Adders
How digital circuits add two numbers — starting from a single XOR gate, ending with why the obvious design gets slower the wider your inputs are.
The half adder
The smallest possible adder takes two bits and produces two bits: a sum and a carry. With two single-bit inputs there are four cases — the sum is 1 when exactly one input is 1 (that’s XOR), and the carry is 1 only when both inputs are 1 (that’s AND).
Toggle the two switches. The first LED is the sum bit, the second is the carry. The highlighted row in the truth table follows whichever combination you’ve set.
Handling carry-in: the full adder
A half adder is enough to add a single bit, but the moment you want to add multi-bit numbers, you need a way to receive a carry from the stage below. That third input is called carry-in (cin), and an adder that handles all three inputs is called a full adder.
The trick: a full adder is just two half-adders stacked. The first half-adder adds a + b; the second adds that partial sum to cin. Either half-adder can produce a carry, and the full adder's carry-out is the OR of both.

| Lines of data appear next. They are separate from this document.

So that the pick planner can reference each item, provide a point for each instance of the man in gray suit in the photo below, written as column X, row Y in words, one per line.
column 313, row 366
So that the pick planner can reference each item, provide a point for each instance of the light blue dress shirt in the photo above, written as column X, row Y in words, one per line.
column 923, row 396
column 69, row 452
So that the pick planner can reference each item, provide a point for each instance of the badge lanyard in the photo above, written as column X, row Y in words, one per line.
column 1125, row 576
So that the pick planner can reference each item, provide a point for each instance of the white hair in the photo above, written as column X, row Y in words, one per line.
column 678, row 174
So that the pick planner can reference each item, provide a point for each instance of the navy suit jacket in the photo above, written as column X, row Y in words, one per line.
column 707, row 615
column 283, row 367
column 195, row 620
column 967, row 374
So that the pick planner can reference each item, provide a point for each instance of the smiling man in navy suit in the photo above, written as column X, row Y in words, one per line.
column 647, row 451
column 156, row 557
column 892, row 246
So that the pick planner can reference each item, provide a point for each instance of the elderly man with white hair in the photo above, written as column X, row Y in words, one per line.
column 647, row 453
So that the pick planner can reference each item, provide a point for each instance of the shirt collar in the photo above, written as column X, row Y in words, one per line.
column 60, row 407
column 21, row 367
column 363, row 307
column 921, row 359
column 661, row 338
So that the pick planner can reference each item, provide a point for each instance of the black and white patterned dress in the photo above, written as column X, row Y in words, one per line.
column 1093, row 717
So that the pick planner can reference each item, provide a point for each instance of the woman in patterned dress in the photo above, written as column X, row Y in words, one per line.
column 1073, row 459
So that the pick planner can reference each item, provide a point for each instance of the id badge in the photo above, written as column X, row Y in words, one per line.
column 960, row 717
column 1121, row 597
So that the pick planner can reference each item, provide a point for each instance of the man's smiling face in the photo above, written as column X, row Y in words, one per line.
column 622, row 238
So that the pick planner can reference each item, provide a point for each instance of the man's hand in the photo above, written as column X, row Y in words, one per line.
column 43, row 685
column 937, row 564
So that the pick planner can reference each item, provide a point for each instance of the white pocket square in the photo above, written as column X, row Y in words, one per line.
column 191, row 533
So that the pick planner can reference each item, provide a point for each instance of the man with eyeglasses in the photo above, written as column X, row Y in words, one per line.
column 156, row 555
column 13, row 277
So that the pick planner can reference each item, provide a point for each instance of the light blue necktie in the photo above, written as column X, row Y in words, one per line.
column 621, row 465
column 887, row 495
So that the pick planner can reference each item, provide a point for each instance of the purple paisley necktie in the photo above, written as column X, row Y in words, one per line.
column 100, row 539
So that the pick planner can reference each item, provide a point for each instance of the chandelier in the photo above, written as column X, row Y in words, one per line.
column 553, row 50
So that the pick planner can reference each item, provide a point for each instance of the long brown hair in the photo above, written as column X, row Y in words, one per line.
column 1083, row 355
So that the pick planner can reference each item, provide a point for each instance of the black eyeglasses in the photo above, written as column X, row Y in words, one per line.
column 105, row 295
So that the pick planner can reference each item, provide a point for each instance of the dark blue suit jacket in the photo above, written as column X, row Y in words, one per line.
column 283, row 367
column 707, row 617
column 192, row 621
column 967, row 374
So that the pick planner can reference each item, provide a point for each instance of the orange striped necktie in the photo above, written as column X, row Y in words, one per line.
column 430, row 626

Try all eight combinations — the result is the binary encoding of how many of the three inputs are 1.
Chaining them: ripple-carry
To add two 8-bit numbers, chain eight full adders together. The carry-out of bit 0 becomes the carry-in of bit 1; the carry-out of bit 1 becomes the carry-in of bit 2; and so on. This is called a ripple-carry adder because the carry signal ripples from the low bit to the high bit, one stage at a time.

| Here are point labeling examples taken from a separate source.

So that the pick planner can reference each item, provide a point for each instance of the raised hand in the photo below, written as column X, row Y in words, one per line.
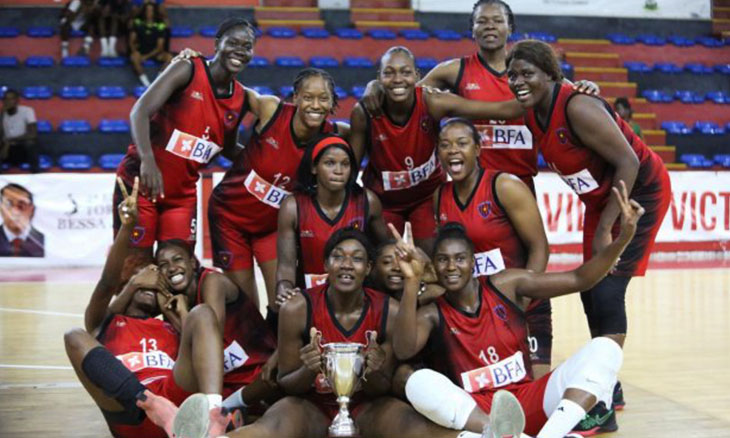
column 127, row 209
column 310, row 354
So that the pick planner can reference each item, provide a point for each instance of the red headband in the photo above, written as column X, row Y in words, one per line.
column 327, row 142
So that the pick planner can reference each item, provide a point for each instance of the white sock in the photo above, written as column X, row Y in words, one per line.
column 214, row 400
column 562, row 420
column 235, row 400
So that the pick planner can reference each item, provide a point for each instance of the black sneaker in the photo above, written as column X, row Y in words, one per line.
column 597, row 420
column 618, row 397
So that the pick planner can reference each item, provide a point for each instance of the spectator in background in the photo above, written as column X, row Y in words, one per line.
column 18, row 238
column 19, row 132
column 147, row 40
column 78, row 15
column 623, row 108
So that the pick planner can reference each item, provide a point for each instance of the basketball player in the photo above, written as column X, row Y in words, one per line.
column 248, row 343
column 244, row 207
column 592, row 149
column 477, row 336
column 402, row 168
column 190, row 113
column 327, row 199
column 126, row 355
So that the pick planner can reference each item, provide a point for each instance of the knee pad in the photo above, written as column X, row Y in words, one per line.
column 108, row 373
column 598, row 369
column 436, row 397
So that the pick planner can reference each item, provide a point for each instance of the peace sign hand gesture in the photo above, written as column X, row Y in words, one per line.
column 128, row 207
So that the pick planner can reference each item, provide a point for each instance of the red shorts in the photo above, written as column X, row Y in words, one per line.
column 655, row 198
column 530, row 395
column 233, row 248
column 168, row 219
column 423, row 223
column 165, row 387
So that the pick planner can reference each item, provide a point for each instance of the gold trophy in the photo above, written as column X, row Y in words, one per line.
column 344, row 364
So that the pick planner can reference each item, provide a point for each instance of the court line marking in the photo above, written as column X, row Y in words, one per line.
column 41, row 312
column 35, row 367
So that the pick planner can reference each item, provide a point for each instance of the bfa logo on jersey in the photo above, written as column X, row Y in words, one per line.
column 484, row 209
column 562, row 134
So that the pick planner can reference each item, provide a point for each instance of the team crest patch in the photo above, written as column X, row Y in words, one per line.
column 224, row 259
column 485, row 208
column 562, row 134
column 501, row 312
column 137, row 234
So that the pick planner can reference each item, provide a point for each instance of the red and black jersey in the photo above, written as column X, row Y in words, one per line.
column 403, row 169
column 188, row 131
column 248, row 342
column 321, row 315
column 482, row 351
column 314, row 227
column 496, row 243
column 585, row 171
column 253, row 189
column 147, row 347
column 506, row 144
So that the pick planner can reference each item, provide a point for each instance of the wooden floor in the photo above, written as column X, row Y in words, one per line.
column 676, row 373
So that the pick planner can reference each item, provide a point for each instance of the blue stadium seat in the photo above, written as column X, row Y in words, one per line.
column 381, row 34
column 37, row 92
column 323, row 62
column 657, row 96
column 622, row 39
column 447, row 35
column 289, row 61
column 208, row 31
column 9, row 32
column 181, row 32
column 259, row 62
column 112, row 62
column 286, row 90
column 41, row 31
column 44, row 126
column 77, row 126
column 675, row 128
column 651, row 40
column 698, row 69
column 348, row 33
column 358, row 91
column 76, row 61
column 110, row 126
column 414, row 34
column 681, row 41
column 281, row 32
column 39, row 61
column 708, row 128
column 111, row 92
column 717, row 97
column 224, row 162
column 110, row 161
column 695, row 161
column 357, row 62
column 688, row 96
column 426, row 63
column 8, row 61
column 667, row 67
column 722, row 159
column 316, row 33
column 74, row 92
column 263, row 89
column 637, row 67
column 75, row 162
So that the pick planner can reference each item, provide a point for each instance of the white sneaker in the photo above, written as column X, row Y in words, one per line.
column 506, row 417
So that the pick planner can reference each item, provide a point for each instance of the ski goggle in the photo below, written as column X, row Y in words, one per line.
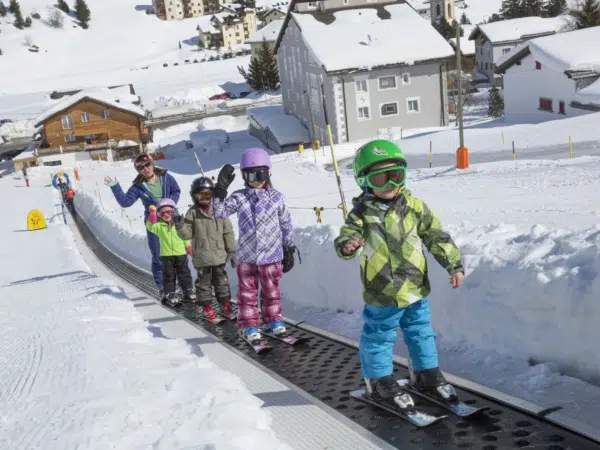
column 383, row 178
column 252, row 175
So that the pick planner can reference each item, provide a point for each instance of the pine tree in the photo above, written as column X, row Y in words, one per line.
column 63, row 6
column 262, row 74
column 495, row 103
column 82, row 12
column 511, row 9
column 555, row 8
column 588, row 14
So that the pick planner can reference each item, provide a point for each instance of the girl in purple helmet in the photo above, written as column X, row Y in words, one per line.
column 265, row 246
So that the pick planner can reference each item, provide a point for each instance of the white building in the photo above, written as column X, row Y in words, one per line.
column 496, row 39
column 552, row 77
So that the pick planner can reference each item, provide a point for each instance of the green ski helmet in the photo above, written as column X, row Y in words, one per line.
column 375, row 152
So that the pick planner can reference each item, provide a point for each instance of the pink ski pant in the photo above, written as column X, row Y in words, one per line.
column 249, row 276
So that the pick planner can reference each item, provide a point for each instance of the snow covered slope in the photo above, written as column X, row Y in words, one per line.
column 81, row 369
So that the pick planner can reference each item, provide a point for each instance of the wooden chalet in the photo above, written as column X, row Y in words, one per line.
column 91, row 121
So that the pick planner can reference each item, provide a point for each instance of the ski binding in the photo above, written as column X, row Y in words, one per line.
column 459, row 408
column 416, row 417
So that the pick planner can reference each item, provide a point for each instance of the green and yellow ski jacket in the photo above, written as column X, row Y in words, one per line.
column 393, row 267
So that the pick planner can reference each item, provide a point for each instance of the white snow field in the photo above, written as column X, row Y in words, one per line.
column 523, row 323
column 80, row 368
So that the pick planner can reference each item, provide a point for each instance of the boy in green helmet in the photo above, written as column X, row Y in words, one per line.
column 392, row 227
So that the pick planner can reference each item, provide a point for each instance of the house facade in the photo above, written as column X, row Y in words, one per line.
column 553, row 77
column 86, row 122
column 495, row 40
column 231, row 26
column 357, row 97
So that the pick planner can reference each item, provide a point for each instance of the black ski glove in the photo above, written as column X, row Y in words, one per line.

Change the inputs below and watch the result. It works correctly for every pair of values — addition is addition. But there's a subtle cost to this structure that doesn't show up in any single-cycle simulation.
Why ripple-carry is slow
Every gate takes some real, physical time to switch. The clock speed of a chip is bounded by the longest combinational path between any two registers — whatever signal has to travel farthest sets the upper limit on how fast the clock can tick.
In a ripple-carry adder, the high-bit's sum can't settle until the carry has propagated all the way from bit 0 through every intermediate stage. An 8-bit adder needs the carry to traverse eight full-adders before the answer is valid. A 64-bit adder needs 64. Depth grows linearly with width — a problem that gets worse exactly as your inputs get wider.

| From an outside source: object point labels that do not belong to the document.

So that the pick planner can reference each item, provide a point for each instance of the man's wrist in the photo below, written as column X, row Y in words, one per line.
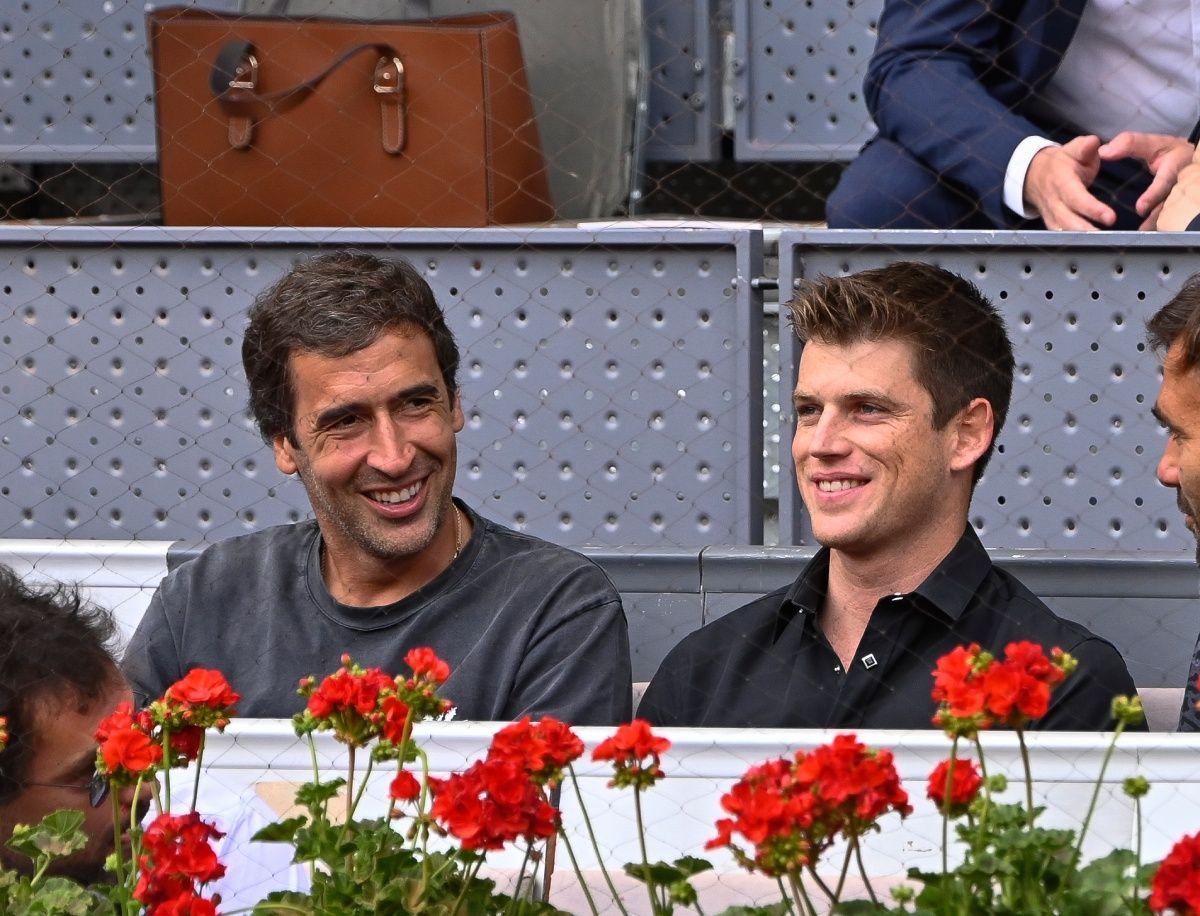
column 1018, row 169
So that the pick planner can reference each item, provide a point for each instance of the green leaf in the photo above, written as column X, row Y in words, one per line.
column 59, row 834
column 315, row 795
column 64, row 897
column 691, row 866
column 659, row 873
column 282, row 832
column 289, row 903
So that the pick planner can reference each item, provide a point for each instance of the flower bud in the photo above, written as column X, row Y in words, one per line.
column 1128, row 711
column 1135, row 786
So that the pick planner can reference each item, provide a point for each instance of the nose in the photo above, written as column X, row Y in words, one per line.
column 390, row 450
column 1169, row 465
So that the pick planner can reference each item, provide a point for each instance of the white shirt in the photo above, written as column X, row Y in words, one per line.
column 1108, row 82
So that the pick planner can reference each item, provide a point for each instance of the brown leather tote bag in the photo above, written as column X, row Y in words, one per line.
column 316, row 121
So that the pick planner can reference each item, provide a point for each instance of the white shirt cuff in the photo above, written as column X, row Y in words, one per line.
column 1014, row 175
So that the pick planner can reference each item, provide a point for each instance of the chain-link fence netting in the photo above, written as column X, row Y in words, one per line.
column 695, row 340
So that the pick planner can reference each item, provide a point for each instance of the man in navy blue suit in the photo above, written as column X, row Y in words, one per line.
column 993, row 115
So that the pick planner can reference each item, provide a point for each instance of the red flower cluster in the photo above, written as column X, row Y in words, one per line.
column 543, row 749
column 177, row 860
column 1176, row 884
column 363, row 704
column 126, row 748
column 405, row 786
column 493, row 802
column 976, row 689
column 791, row 810
column 426, row 664
column 202, row 699
column 965, row 784
column 634, row 750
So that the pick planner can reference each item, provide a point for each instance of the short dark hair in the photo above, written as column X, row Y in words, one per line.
column 961, row 347
column 54, row 648
column 1179, row 321
column 334, row 305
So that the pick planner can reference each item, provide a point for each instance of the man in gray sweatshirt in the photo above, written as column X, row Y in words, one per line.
column 352, row 375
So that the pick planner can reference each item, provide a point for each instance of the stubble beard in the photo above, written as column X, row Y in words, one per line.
column 358, row 530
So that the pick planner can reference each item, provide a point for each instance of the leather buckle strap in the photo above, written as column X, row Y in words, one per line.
column 234, row 81
column 389, row 87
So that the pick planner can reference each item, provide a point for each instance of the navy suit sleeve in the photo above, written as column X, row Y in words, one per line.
column 924, row 90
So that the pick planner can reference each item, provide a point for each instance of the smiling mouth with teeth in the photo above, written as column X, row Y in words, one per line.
column 391, row 497
column 835, row 486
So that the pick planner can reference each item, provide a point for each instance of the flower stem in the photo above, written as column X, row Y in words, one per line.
column 166, row 767
column 349, row 788
column 862, row 869
column 845, row 868
column 1096, row 795
column 1029, row 778
column 655, row 904
column 199, row 761
column 118, row 857
column 947, row 794
column 786, row 897
column 802, row 894
column 579, row 872
column 595, row 845
column 472, row 870
column 822, row 885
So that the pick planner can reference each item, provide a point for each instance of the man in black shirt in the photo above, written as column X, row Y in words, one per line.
column 1174, row 333
column 904, row 383
column 352, row 379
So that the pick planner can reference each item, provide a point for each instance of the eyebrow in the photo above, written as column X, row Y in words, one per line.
column 852, row 396
column 333, row 414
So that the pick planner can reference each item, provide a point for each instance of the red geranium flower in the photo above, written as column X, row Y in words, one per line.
column 634, row 750
column 204, row 687
column 975, row 689
column 405, row 786
column 1176, row 884
column 425, row 663
column 126, row 753
column 965, row 785
column 177, row 856
column 493, row 802
column 540, row 749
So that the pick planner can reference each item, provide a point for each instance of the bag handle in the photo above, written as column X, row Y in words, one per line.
column 234, row 82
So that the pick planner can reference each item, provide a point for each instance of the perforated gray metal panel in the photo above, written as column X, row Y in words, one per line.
column 1075, row 462
column 684, row 102
column 798, row 78
column 610, row 379
column 76, row 81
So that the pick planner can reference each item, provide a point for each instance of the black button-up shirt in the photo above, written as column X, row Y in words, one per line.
column 769, row 665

Carry-lookahead: faster addition through parallelism
The fix is to stop waiting. For each bit position, compute two signals in parallel: generate (g_i = a_i AND b_i, this stage definitely produces a carry) and propagate (p_i = a_i XOR b_i, this stage will pass through whatever carry it receives). With those, every carry can be computed in terms of every prior g and p at once — no ripple required.
“Carry-lookahead” is really a family of designs that share this idea, at different points on a depth/area tradeoff curve. Single-level CLA groups bits into chunks of k (typically 4) and gets depth proportional to n/k — faster than ripple, but still linear. Multi-level CLA applies the lookahead idea recursively across groups. And parallel-prefix networks — Kogge-Stone, Brent-Kung, Han-Carlson — arrange the g/p combinations as a tree, achieving true O(log n) depth.
For a 32-bit adder, a parallel-prefix structure means depth ~5 instead of depth 32. That’s the actual reason a real CPU can add two 64-bit numbers in a single clock cycle — every modern ALU you have ever used is some variant of this family. The naive ripple-carry from earlier in this page is correct, but it’s not what’s sitting inside your laptop.